A roundup of legislative and Capitol news items of interest:
MASK MANDATE RULING: Gov. Kim Reynolds told a radio audience Thursday that plans are proceeding to appeal a federal judge’s order that restrains the state from enforcing a state law that bars local school districts from enacting mask mandates for students.
U.S. District Judge Robert Pratt this week extended his initial Sept. 13 restraining order to Oct. 11, which means school districts may impose mask mandates and the state cannot stop them.
Pratt concluded that enforcement of the state law continues to pose a threat to the health of children.
“Well, let's remember, he's an activist judge,” the governor said during a “People’s Press Conference” segment with iHeart radio host, Jeff Angelo, a former GOP state senator from southwest Iowa.
“We weren't that surprised with the ruling that we got,” she said. “It's arbitrary and it's a double standard, but we'll fight that battle in the court.”
The governor, who made a campaign promise to have weekly news conferences, last held a news conference with Statehouse reporters Sept. 2.
BEST-LOOKING CRUISER: The results have been tabulated in the 8th annual American Association of State Troopers Best-Looking Cruiser contest, in which Iowa placed 22nd.
Kentucky topped this year’s balloting with 77,944 of the 392,789 votes cast during a two-week period that ended in August.
Other top finishers were Ohio, Georgia, Texas, Nebraska, Indiana, California, Tennessee, New York, Mississippi, West Virginia, Michigan and New Hampshire.
Those top 12 states will have their cruisers included in the association’s 2022 calendar, which will be available to purchase at statetroopers.org beginning Friday, Oct. 1.
The Iowa State Patrol cruiser had 4,227 votes after a 10th-place showing last year that earned Iowa a spot in the association’s 2021 cruiser calendar.
Proceeds of calendar sales benefit the association’s foundation, which provides scholarships to dependents of member troopers.
The back of the calendar will feature a collage of all submitted photos.
TRAFFIC ENFORCEMENT ACTION: Road troopers from the Iowa State Patrol are leading a statewide Traffic Fatality Reduction Task Force effort to reduce deaths on Iowa roadways this weekend.
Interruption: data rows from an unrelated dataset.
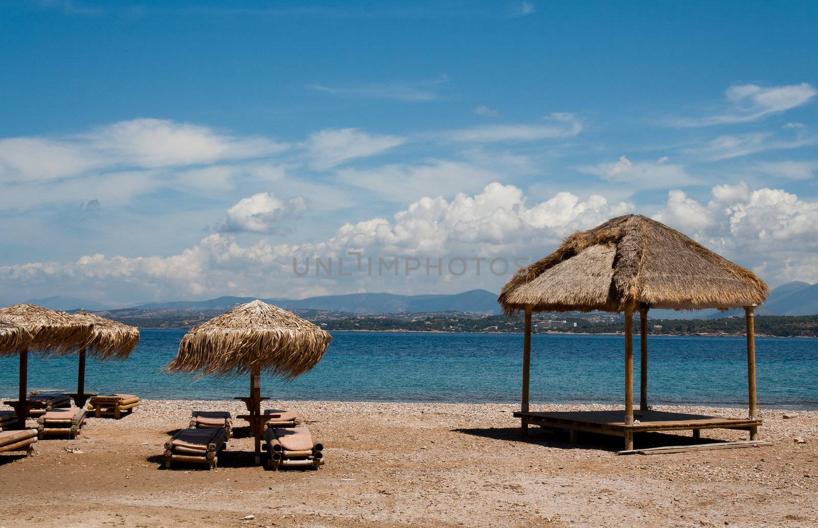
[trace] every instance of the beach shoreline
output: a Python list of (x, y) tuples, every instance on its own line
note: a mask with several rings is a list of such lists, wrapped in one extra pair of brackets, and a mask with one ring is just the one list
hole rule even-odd
[[(236, 401), (146, 399), (119, 421), (91, 418), (75, 440), (38, 443), (38, 456), (0, 454), (7, 528), (164, 526), (802, 526), (818, 520), (818, 411), (761, 409), (771, 447), (617, 456), (621, 439), (532, 427), (519, 404), (267, 401), (291, 408), (325, 444), (318, 471), (252, 465), (237, 438), (219, 467), (161, 468), (163, 444), (193, 409), (242, 413)], [(657, 406), (717, 416), (746, 408)], [(533, 405), (600, 410), (607, 405)], [(784, 418), (784, 414), (794, 416)], [(29, 423), (31, 422), (29, 421)], [(681, 433), (690, 435), (690, 431)], [(703, 431), (739, 440), (745, 431)], [(797, 443), (797, 440), (805, 443)], [(59, 493), (55, 493), (57, 486)], [(245, 517), (252, 515), (252, 520)], [(769, 526), (769, 525), (768, 525)]]

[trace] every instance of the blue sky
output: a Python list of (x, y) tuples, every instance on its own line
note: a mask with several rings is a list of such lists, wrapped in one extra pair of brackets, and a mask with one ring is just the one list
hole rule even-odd
[(497, 291), (291, 260), (536, 259), (627, 212), (818, 281), (814, 2), (0, 13), (0, 300)]

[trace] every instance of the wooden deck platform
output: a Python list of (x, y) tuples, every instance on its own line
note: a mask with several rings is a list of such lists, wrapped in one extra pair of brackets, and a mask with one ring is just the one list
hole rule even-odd
[(622, 436), (625, 439), (626, 449), (633, 449), (634, 433), (693, 431), (694, 436), (698, 436), (701, 429), (743, 429), (750, 432), (751, 440), (755, 440), (757, 427), (762, 425), (761, 419), (756, 418), (723, 418), (664, 411), (634, 411), (635, 423), (632, 426), (625, 425), (624, 410), (518, 412), (514, 416), (522, 420), (524, 431), (527, 425), (565, 429), (572, 431), (572, 440), (576, 438), (576, 433), (573, 431)]

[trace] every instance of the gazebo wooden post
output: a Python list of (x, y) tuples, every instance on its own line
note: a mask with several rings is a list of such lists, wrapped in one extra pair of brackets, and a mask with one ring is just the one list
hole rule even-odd
[(648, 410), (648, 305), (639, 308), (639, 410)]
[[(747, 323), (747, 388), (748, 403), (751, 419), (758, 417), (756, 408), (756, 322), (754, 306), (744, 306), (744, 319)], [(758, 428), (750, 428), (750, 440), (758, 436)]]
[(25, 429), (25, 418), (29, 414), (29, 349), (20, 351), (20, 398), (17, 400), (17, 429)]
[[(625, 425), (633, 425), (633, 307), (625, 309)], [(633, 433), (625, 431), (625, 449), (633, 449)]]
[[(523, 397), (520, 404), (520, 412), (528, 412), (528, 373), (531, 370), (531, 313), (533, 307), (531, 305), (525, 306), (525, 329), (523, 334)], [(528, 434), (528, 419), (526, 417), (520, 418), (524, 436)]]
Troopers will be conducting a special enforcement initiative geared toward reduction of distracted driving beginning Saturday and continuing into Monday — a time period that state Department of Public Safety officials say is one of the most deadly, according to the past 10 years of crash data.
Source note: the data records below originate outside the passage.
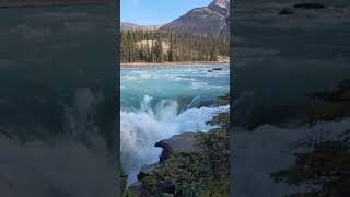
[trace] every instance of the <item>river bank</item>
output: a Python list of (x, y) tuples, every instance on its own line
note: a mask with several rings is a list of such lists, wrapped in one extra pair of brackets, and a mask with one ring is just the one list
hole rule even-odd
[(130, 62), (120, 63), (121, 69), (128, 68), (156, 68), (156, 67), (202, 67), (213, 65), (228, 65), (229, 61), (178, 61), (178, 62)]

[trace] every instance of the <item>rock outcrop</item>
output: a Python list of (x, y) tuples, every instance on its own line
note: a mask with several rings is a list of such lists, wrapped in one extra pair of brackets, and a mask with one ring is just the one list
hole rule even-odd
[(167, 160), (175, 152), (186, 154), (188, 152), (196, 151), (194, 148), (196, 135), (196, 132), (185, 132), (156, 142), (155, 147), (163, 149), (162, 154), (160, 155), (160, 162)]
[(229, 35), (230, 1), (214, 0), (208, 7), (196, 8), (164, 25), (161, 30), (206, 35)]

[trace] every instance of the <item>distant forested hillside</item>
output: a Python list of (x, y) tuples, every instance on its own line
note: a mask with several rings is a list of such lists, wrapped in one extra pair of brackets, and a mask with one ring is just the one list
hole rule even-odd
[(223, 61), (229, 37), (159, 30), (121, 31), (121, 62)]

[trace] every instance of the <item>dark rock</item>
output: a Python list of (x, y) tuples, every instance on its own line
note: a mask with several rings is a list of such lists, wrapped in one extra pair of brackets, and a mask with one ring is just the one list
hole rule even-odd
[(208, 72), (212, 72), (212, 71), (217, 71), (217, 70), (222, 70), (222, 68), (213, 68), (213, 69), (208, 70)]
[(298, 3), (294, 4), (294, 8), (302, 8), (302, 9), (325, 9), (326, 7), (320, 3), (314, 2), (305, 2), (305, 3)]
[(194, 149), (196, 135), (196, 132), (185, 132), (156, 142), (155, 147), (163, 149), (162, 154), (160, 155), (160, 162), (167, 160), (175, 152), (186, 153), (196, 151), (196, 149)]
[(143, 165), (138, 174), (138, 179), (142, 181), (145, 176), (150, 175), (156, 164)]
[(167, 194), (175, 194), (175, 190), (176, 190), (175, 183), (173, 182), (161, 181), (158, 184), (158, 187), (162, 193), (167, 193)]
[(295, 12), (290, 8), (284, 8), (279, 12), (280, 15), (290, 15), (295, 14)]
[(228, 35), (230, 16), (229, 0), (213, 0), (208, 7), (196, 8), (183, 16), (165, 24), (161, 30), (206, 35)]

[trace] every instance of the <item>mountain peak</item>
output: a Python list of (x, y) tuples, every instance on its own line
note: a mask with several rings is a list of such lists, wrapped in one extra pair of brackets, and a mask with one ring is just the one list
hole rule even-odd
[(220, 7), (223, 9), (229, 9), (230, 7), (230, 0), (213, 0), (209, 7)]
“Any activity that takes your hands off the wheel, your eyes off the road or your mind off the task of driving can be dangerous,” according to a DPS news release. “Combining these behaviors (and) doing things like texting while driving compounds the risk.”
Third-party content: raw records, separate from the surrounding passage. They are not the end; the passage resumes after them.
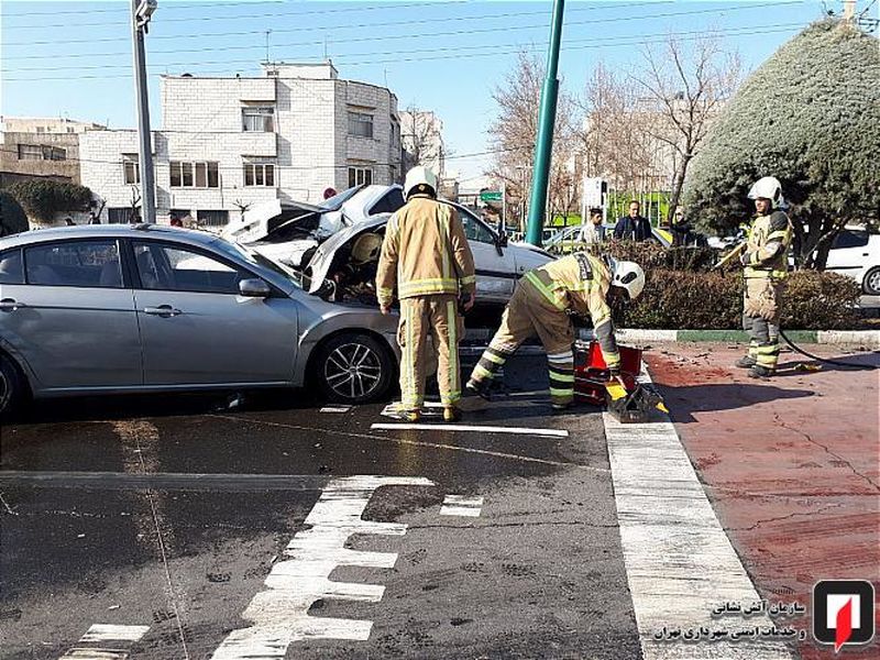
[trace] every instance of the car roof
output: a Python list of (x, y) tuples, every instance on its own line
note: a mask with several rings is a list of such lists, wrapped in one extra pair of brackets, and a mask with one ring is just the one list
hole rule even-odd
[(81, 224), (23, 231), (0, 239), (0, 250), (77, 239), (168, 238), (196, 245), (209, 245), (218, 240), (216, 234), (167, 224)]

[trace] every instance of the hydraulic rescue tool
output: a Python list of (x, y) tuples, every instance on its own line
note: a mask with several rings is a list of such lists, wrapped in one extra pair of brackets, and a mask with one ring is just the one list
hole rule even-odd
[(574, 343), (574, 397), (595, 406), (607, 406), (624, 424), (646, 421), (652, 409), (669, 413), (652, 385), (639, 383), (641, 350), (617, 346), (620, 352), (620, 382), (612, 377), (596, 341)]

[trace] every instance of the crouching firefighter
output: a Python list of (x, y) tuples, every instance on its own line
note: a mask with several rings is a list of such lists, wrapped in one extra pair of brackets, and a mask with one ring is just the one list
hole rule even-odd
[(547, 351), (550, 403), (563, 410), (574, 400), (574, 329), (571, 315), (588, 316), (613, 376), (620, 375), (608, 297), (635, 299), (645, 272), (632, 262), (584, 252), (529, 271), (517, 283), (502, 324), (468, 381), (469, 395), (488, 397), (495, 373), (527, 338), (536, 334)]
[(772, 176), (759, 179), (749, 190), (756, 216), (740, 256), (745, 266), (743, 328), (749, 333), (749, 352), (736, 362), (749, 376), (772, 376), (779, 361), (779, 317), (788, 275), (792, 240), (789, 217), (779, 209), (782, 186)]
[(426, 343), (437, 351), (437, 384), (443, 419), (457, 421), (461, 398), (459, 340), (474, 304), (474, 257), (455, 209), (437, 200), (437, 175), (414, 167), (406, 175), (407, 202), (388, 220), (376, 274), (382, 314), (389, 314), (394, 289), (400, 300), (400, 407), (397, 417), (417, 421), (425, 399)]

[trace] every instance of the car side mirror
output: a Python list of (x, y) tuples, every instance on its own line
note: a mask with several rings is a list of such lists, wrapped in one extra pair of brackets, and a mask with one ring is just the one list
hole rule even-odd
[(239, 283), (239, 293), (245, 298), (268, 298), (272, 294), (270, 286), (260, 278), (242, 279)]

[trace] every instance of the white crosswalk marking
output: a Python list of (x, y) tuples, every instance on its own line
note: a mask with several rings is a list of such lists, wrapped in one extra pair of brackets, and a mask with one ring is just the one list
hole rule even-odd
[(95, 624), (59, 660), (125, 660), (150, 626)]
[[(650, 377), (646, 372), (640, 380)], [(672, 422), (620, 424), (608, 413), (603, 413), (603, 419), (645, 660), (790, 660), (791, 652), (776, 641), (707, 645), (654, 639), (664, 626), (717, 629), (719, 622), (712, 618), (715, 605), (760, 598)], [(740, 623), (743, 628), (772, 626), (766, 615)]]
[(447, 495), (443, 506), (440, 507), (441, 516), (471, 516), (476, 518), (483, 507), (482, 497), (465, 497), (463, 495)]
[(381, 486), (432, 486), (422, 477), (350, 476), (330, 482), (305, 520), (309, 529), (297, 532), (266, 578), (266, 591), (254, 596), (242, 614), (253, 625), (233, 630), (211, 656), (212, 660), (285, 658), (287, 647), (306, 638), (366, 640), (373, 623), (314, 617), (309, 607), (319, 598), (375, 603), (385, 592), (381, 584), (336, 582), (330, 573), (340, 565), (393, 568), (393, 552), (361, 552), (345, 548), (353, 534), (403, 536), (406, 525), (374, 522), (361, 516)]

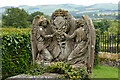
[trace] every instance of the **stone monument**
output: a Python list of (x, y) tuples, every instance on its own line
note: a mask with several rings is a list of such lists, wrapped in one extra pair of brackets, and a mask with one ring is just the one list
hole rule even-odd
[(35, 16), (31, 28), (33, 63), (70, 62), (92, 73), (95, 29), (88, 15), (75, 19), (68, 11), (57, 9), (51, 20)]

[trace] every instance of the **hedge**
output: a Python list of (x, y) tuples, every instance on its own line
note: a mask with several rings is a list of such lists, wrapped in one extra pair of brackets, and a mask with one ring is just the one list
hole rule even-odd
[[(26, 73), (32, 64), (30, 29), (2, 34), (2, 77), (3, 79)], [(99, 30), (96, 30), (94, 65), (98, 64)]]
[(2, 35), (2, 78), (25, 73), (32, 63), (30, 31)]

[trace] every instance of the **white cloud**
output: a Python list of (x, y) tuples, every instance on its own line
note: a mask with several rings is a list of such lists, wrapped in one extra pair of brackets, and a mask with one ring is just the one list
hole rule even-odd
[(96, 3), (118, 3), (119, 0), (0, 0), (2, 6), (19, 6), (19, 5), (47, 5), (47, 4), (78, 4), (92, 5)]

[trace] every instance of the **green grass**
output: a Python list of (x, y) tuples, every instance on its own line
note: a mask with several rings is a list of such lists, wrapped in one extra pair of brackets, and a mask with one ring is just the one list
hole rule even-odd
[(93, 78), (118, 78), (118, 68), (97, 65), (93, 68)]

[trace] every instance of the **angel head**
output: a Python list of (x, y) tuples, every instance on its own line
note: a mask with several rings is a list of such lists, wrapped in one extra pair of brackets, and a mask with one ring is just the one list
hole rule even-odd
[(38, 23), (39, 23), (39, 26), (43, 26), (43, 27), (47, 27), (47, 25), (49, 24), (48, 20), (44, 18), (44, 16), (40, 17), (40, 20)]
[(77, 28), (83, 27), (83, 26), (84, 26), (84, 23), (85, 23), (85, 22), (83, 21), (83, 19), (76, 19), (75, 22), (76, 22)]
The number of traffic crashes in Iowa due to drivers distracted by the use of phones or other devices has been on the rise, topping out at 1,101 in 2019 and on pace to exceed that total in 2021.
DPS officials say younger, inexperienced drivers under 20 years old have the highest proportion of distraction-related fatal crashes and, not surprisingly, young drivers text more than any other age group and the number of those who text is increasing.
Also, public-safety officials say drivers who use hand-held devices while driving are four times more likely to get into crashes serious enough to injure themselves or others.
Also, they said, sending or reading a text for five seconds in a vehicle traveling at 55 mph is comparable to driving the length of a football field while the operator’s eyes are closed.
DEMOCRATS FAVOR MAPS: Iowa Democrats said they will be focused on approving fair maps when the Legislature meets Tuesday to consider congressional and legislative redistricting.
“I’m hoping for a very boring day,” House Minority Leader Jennifer Konfrst, told reporters Thursday.
She and Senate Minority Leader Zach Wahls, D-Coralville, called on the Republican majorities to approve the redistricting plan prepared by the nonpartisan Legislative Services Agency.
Iowans don’t want the majority party to “rig” the maps in their favor, Wahls said. Doing that would erode democracy and create a “breeding ground for corruption.”
“There’s no legitimate reason for Republicans to reject this map,” he said, promising Democrats will fight any attempt at gerrymandering “every step of the way.”
Wahls and Konfrst said they are unaware if Republicans plan to reject the Legislative Services Agency’s redistricting map.